Design specifics are slated to be rolled out for the public this spring. And while the pool won't reopen for another three to four years, the completion of the design phase represents significant progress on the project.
The Gaffey Street ("Hey Rookie") Pool -- at 3351 S. Gaffey St., inside Angels Gate Park -- was built in 1943 on what was the former Fort MacArthur military base.
Later, it became a summer haven to generations of children who grew up in San Pedro, offering a picturesque, tree-shaded pool with the ocean within view to the south.
"It's a historic monument, it's a beautiful facility," said Michael Shull, superintendent of planning for the Los Angeles Department of Recreation and Parks. "It's going to be a real gem for the San Pedro community."
Money for the project is in hand, thanks to nearly $7 million earmarked by the Port of Los Angeles from the China Shipping judgment several years ago.
When it finally reopens, it will be operated as a seasonal city pool open to the public during the summer months.
"We're very excited about this project," Shull said.
The pool has a storied past that has been chronicled by the Fort MacArthur Museum. An example of mid-20th century modernism, the pool was built with funds raised from an Army road show called "Hey Rookie" that starred red-haired actor Sterling Holloway, then a soldier stationed at Fort MacArthur and later a regular on the "Life of Riley" television show from 1953-58. He died in 1992 at the age of 87.
"Hey Rookie" was an Army parody -- written as a morale-booster for the troops -- that was featured in local performances at the Belasco Theater in Los Angeles and the Long Beach Municipal Auditorium (April 28-29, 1942).
Memorabilia from the show -- including 78-rpm record albums, sheet music and photographs -- is in the museum's collection.
The road show raised $250,000, which was used to build the Gaffey Street Pool and a second pool that is still in use for military personnel on Fort MacArthur's lower reservation.
The pool was used for synchronized swim shows for the troops based at Fort MacArthur and opened to the general public in 1954. It was later added to the national Register of Historic Places.
Restoring the pool has long been a dream of local military historians at the museum. But repairs were estimated to cost at least $1 million, money the museum never could find by way of a donation or grant.
The port approved the nearly $7 million for the pool in 2009, which allowed city engineers to proceed with testing and designs.
There was some speculation that the pool would never reopen because of land stability issues.
Geotechnical reports, however, have concluded that the pool is well-built and on stable land, Shull said.
The new designs include ideas for providing access to the pool from Gaffey Street. A rickety staircase leading up to the pool from Gaffey was taken down years ago.
Steve Nelson, director of the city-run Fort MacArthur museum, said keeping the pool as historically accurate is important.
"There's going to have to be some modifications, but as a purist - and I am a purist - there are things I'm not going to be comfortable with," Nelson said. "I do foresee some battles in the future. ... But we have to keep in mind the main objective, which is having a usable pool."

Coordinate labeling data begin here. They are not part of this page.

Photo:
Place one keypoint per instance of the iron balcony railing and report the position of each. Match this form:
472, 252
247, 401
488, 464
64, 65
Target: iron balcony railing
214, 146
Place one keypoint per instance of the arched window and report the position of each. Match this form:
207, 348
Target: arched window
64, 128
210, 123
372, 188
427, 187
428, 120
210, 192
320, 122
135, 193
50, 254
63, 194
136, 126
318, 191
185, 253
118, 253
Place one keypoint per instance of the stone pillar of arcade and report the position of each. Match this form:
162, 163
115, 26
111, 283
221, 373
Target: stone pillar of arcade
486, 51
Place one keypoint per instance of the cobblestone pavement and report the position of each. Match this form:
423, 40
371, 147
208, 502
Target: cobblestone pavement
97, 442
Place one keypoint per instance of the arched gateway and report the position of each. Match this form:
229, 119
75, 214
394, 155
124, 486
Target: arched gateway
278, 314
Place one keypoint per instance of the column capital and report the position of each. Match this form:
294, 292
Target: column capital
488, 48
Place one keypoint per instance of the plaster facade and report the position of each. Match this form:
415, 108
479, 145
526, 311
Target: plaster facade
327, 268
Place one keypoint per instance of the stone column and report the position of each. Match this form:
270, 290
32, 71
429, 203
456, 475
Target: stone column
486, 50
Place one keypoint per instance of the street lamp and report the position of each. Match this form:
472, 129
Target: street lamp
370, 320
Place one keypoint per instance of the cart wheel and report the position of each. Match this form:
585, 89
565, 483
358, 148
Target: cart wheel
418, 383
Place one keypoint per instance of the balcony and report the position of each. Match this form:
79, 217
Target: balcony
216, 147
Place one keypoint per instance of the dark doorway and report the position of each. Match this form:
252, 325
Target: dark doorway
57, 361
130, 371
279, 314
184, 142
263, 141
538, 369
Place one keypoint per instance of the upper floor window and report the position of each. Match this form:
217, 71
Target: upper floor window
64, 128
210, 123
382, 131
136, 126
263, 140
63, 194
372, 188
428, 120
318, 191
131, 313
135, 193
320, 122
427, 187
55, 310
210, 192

The city's Bureau of Engineering has "some good ideas to keep it historic while still celebrating" the present era, said Mark Mariscal, region superintendent for the Los Angeles Department of Recreation and Parks.
Provisions will include making the pool handicapped accessible, he said.
The designs will be presented to neighborhood councils tentatively this spring.
"I think the public will be pleasantly surprised," Mariscal said.
Nelson said the long wait was frustrating at times, but that enthusiasm remains high now that the pool project is making progress.
"Some of the veterans who helped build it in 1943 have passed away and I'd hoped they'd be able to see it," Nelson said.